AutoGPT is not yet an off-the-shelf application that any person can just start using. It requires some technical know-how, and users need to be able to connect with OpenAI’s API and create a token-based payment arrangement. That hasn’t slowed down its popularity among developers however; AutoGPT surpassed 100K stars on GitHub in just a few weeks, and amassed a large and passionate community across Discord and Twitter.
Researchers from Stanford and Google created an interactive sandbox environment with 25 generative AI agents that can simulate human behavior. This is all possible via the agent architecture that extends an LLM with three important elements:
Memory and Retrieval: Memory stream which contains a list of observations for each agent alongside a timestamp of that memory. The important parts of the memory are based off recency, importance, and relevance.
Reflection: High-level abstract thoughts to help agents make inferences. Synthesizes memories into higher-level inferences over time, enabling the agent to draw conclusions about itself and others to better guide its behavior.
Planning: Translates conclusions to the current environment and creates action plans. Agents can create actions based on the plan and can react and update the plan according to the other observations in the memory stream.
CAMEL (Communicative Agents for “Mind” Exploration of Large Scale Language Model)
CAMEL proposes a role-playing agent framework where two agents can communicate with one another. Typically solving tasks in the real world requires multiple steps, so this framework involves a few key components:
AI user agent: Gives instructions to the AI assistant agent.
AI assistant agent: Follow AI user’s instruction and responds with solutions to the task.
In this set up there is also a task-specific agent that is brainstorming tasks for the AI user and the AI assistant. This task-specific agent also helps write task prompts without the user having to define them.
What are the limitations today?
While the promise of autonomous agents is immense, we have yet to see any fully autonomous agents being deployed in major enterprise use cases. There are a few reasons behind this:
Specification of the objective and reliably translating the prompt to action: Generating natural language into a code interpretation still presents many variables. Additionally, there are more challenges as the agents have to interpret and order multiple complex tasks.
Security and authorization: In order for agents to be ready for production use cases, there will need to be strong security and authorization layers. What should the agent have access to, and how do you integrate across different layers?
Hallucinations: Models still have hallucinations problems, which means the information retrieval and interpretation could remain inaccurate.
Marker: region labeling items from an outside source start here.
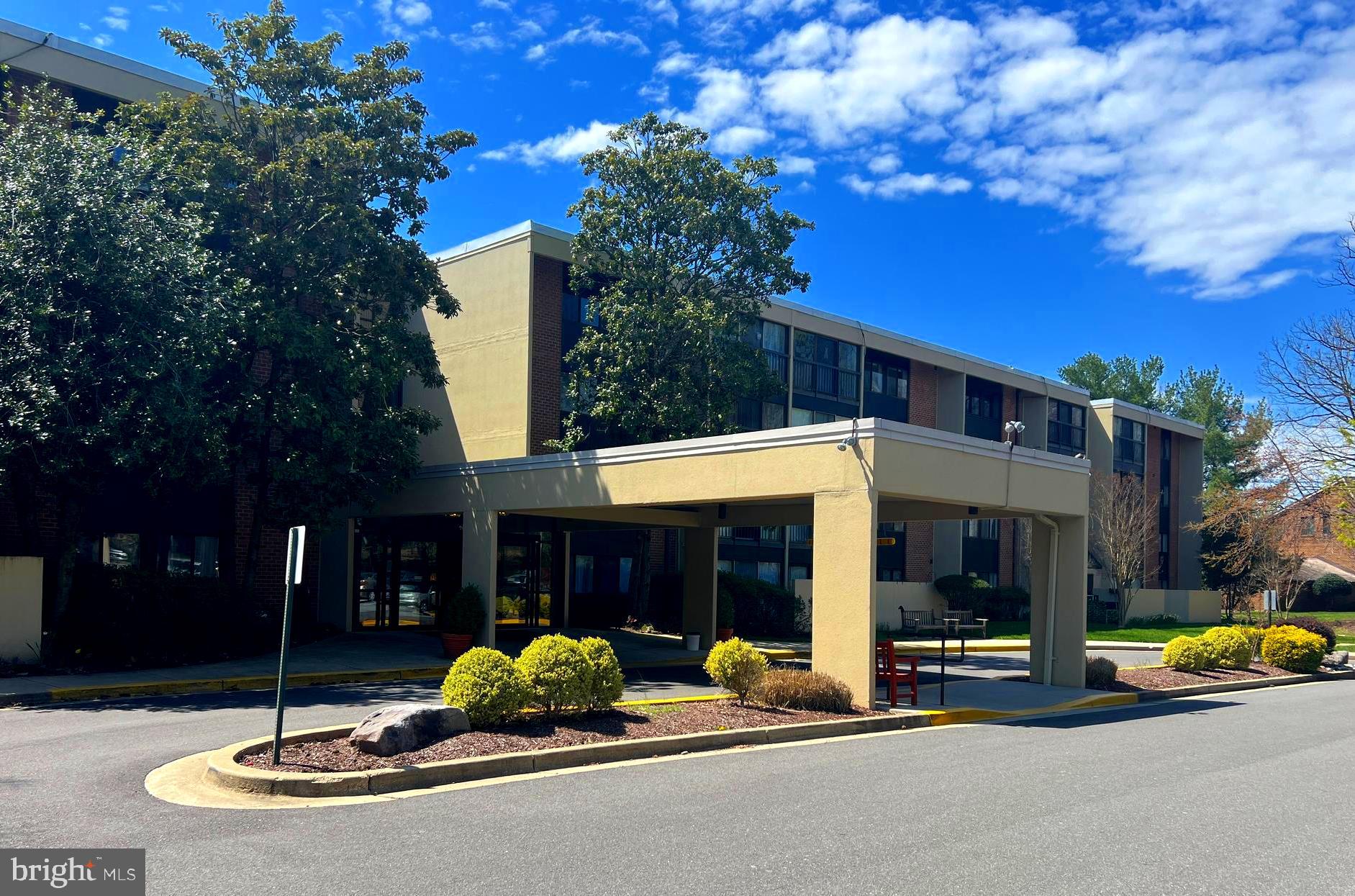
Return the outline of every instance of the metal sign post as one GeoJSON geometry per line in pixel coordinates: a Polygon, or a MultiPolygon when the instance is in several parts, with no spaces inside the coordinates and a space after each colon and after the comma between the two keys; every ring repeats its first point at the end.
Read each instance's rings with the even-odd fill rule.
{"type": "Polygon", "coordinates": [[[272,728],[272,765],[282,759],[282,708],[287,691],[287,648],[291,644],[291,598],[301,584],[301,553],[306,548],[306,527],[287,533],[287,596],[282,603],[282,655],[278,657],[278,718],[272,728]]]}

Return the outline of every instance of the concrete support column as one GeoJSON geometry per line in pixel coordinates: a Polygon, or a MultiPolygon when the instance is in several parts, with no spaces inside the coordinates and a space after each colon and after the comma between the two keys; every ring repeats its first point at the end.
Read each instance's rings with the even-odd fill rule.
{"type": "Polygon", "coordinates": [[[467,510],[461,515],[461,584],[485,595],[485,624],[476,644],[495,645],[495,596],[499,590],[499,512],[467,510]]]}
{"type": "Polygon", "coordinates": [[[720,530],[714,526],[683,533],[682,630],[701,634],[702,649],[715,643],[715,588],[720,530]]]}
{"type": "Polygon", "coordinates": [[[1031,521],[1030,539],[1030,680],[1083,687],[1087,683],[1087,518],[1056,516],[1058,552],[1054,556],[1054,640],[1047,640],[1049,576],[1053,535],[1049,526],[1031,521]],[[1046,657],[1053,653],[1049,680],[1046,657]]]}
{"type": "Polygon", "coordinates": [[[814,495],[814,671],[840,678],[856,704],[875,705],[874,491],[814,495]]]}

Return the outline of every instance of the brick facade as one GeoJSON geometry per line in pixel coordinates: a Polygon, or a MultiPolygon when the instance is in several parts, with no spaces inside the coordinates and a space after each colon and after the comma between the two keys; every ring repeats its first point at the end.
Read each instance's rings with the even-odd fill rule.
{"type": "Polygon", "coordinates": [[[936,428],[936,367],[932,365],[912,365],[908,370],[908,422],[936,428]]]}
{"type": "Polygon", "coordinates": [[[531,256],[531,454],[549,454],[560,438],[560,309],[569,266],[545,255],[531,256]]]}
Cost: Assuming agents are running prompts at $0.05 per 1K token and each context has ~10K prompts, that would cost ~$0.50 per prompt. This can meaningfully add up if an agent is running 8 hours per day and 365 days per year (think a customer service agent). At 2,920 average work hours and 1 prompt per second, this would be ~$5.3M/year to run - much more expensive than a customer success agent!
Building out ready-to-use agents / APIs: In order for these autonomous agents to interact, they will need to have more APIs to interact with. Pre-built agents/APIs will help speed up this process.
What innovation can we expect to see in the years ahead?
The Copilot becomes the Pilot → We’ve talked about AI pair programming at length, such as how GitHub Copilot is already being used to write billions of lines of code. With AI Agents, the “copilot” may become the “pilot” itself, with the agent not only generating code but modifying it, recursively debugging, and moving code into production. Here’s an early example.
“Prompt Engineering” gets replaced → There has been much discussion of the role that “prompt engineers” will play in an AI-first world, and the six-figure salaries they can command. However, if agents are able to coax the best possible results out of the model without human intervention, the need for this type of role would lessen (or be altered to a “guider” vs. a “prompter”).
Integrations with Plugins → OpenAI’s Plugin ecosystem allows third-party apps like Expedia and Instacart to unlock the last-mile “action” in a conversation. These actions will become more important as autonomous agents take shape, as they cannot actually complete most tasks without access to user data, payment information, etc., making integrations between agents and third-party tools more important.
In the AI world, we may remember April 2023 as the month that autonomous agents began to take its first steps. While there are still plenty of limitations and obstacles to keep in mind, we are excited for the role agents will play in the AI ecosystem. Check out other great pieces on this topic including from Krishna and Sophia Yang.
Below we highlight select private funding announcements across the Intelligent Applications sector. These deals include private Intelligent Application companies who have raised in the last two weeks, are HQ’d in the U.S. or Canada, and have raised a Seed - Series E round.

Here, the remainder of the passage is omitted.